We construct a clear Gradio UI that lets us converse or sort after which hear the agent’s response. We wire buttons to our callbacks, keep chat state, and stream outcomes right into a chatbot, transcript, and audio participant, all launched in a single Colab app.

In conclusion, we see how seamlessly Hugging Face pipelines allow us to create a voice-driven conversational agent that listens, thinks, and responds. We now have a working demo that captures audio, transcribes it, generates clever responses, and returns speech output, all inside Colab.
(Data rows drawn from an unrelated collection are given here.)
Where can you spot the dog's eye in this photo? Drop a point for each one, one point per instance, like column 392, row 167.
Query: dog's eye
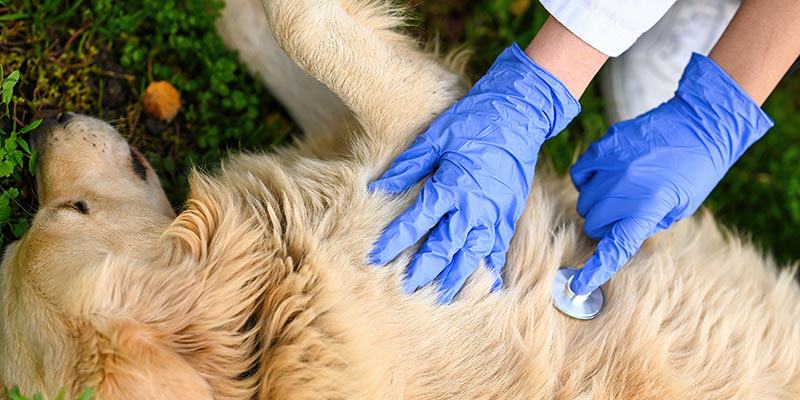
column 79, row 206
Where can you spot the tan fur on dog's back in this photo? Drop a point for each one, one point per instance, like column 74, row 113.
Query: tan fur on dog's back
column 261, row 287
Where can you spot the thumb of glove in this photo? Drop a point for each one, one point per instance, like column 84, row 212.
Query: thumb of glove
column 613, row 251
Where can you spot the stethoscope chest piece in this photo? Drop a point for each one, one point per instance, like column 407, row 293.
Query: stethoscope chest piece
column 576, row 306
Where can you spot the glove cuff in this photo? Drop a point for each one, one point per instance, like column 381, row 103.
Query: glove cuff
column 527, row 95
column 714, row 100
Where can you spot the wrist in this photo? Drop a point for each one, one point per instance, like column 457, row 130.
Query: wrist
column 526, row 97
column 565, row 56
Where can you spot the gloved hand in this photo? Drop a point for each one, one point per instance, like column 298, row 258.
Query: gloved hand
column 482, row 153
column 653, row 170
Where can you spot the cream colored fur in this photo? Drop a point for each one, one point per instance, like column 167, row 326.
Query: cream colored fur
column 261, row 287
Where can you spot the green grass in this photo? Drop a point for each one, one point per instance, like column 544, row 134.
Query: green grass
column 14, row 394
column 96, row 57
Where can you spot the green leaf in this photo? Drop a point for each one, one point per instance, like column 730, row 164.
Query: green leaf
column 10, row 144
column 8, row 86
column 24, row 145
column 33, row 125
column 19, row 229
column 17, row 157
column 87, row 394
column 5, row 211
column 32, row 163
column 6, row 169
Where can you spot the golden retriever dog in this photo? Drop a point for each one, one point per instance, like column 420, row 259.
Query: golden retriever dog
column 261, row 289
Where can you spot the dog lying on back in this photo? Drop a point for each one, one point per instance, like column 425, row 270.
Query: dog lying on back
column 260, row 288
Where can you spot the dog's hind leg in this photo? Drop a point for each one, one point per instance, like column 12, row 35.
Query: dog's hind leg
column 320, row 114
column 352, row 46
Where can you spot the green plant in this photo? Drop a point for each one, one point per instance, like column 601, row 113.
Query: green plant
column 14, row 394
column 14, row 155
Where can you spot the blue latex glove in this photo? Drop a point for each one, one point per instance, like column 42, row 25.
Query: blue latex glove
column 653, row 170
column 482, row 153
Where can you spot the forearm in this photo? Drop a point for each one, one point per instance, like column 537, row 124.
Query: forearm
column 760, row 44
column 566, row 56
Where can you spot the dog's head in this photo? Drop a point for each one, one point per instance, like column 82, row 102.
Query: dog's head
column 63, row 323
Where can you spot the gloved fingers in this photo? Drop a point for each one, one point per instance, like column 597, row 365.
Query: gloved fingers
column 609, row 211
column 593, row 191
column 412, row 225
column 584, row 168
column 464, row 264
column 437, row 252
column 613, row 251
column 410, row 167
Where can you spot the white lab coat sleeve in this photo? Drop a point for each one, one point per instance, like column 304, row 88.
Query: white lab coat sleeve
column 610, row 26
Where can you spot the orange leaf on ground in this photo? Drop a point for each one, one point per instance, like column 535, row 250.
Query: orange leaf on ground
column 162, row 100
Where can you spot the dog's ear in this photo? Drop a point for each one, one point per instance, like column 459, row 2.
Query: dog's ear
column 137, row 362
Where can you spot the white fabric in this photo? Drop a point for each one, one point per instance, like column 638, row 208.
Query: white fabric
column 610, row 26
With this basis, we will experiment with bigger fashions, add multilingual help, and even lengthen the system with customized logic. Still, the core concept stays the identical: we will deliver collectively ASR, LLM, and TTS into one clean workflow for an interactive voice AI expertise.

Check out the FULL CODES here. Feel free to try our GitHub Page for Tutorials, Codes and Notebooks. Also, be happy to observe us on Twitter and don’t neglect to be a part of our 100k+ ML SubReddit and Subscribe to our Newsletter.

The publish How to Build an Advanced End-to-End Voice AI Agent Using Hugging Face Pipelines? appeared first on MarkTechPost.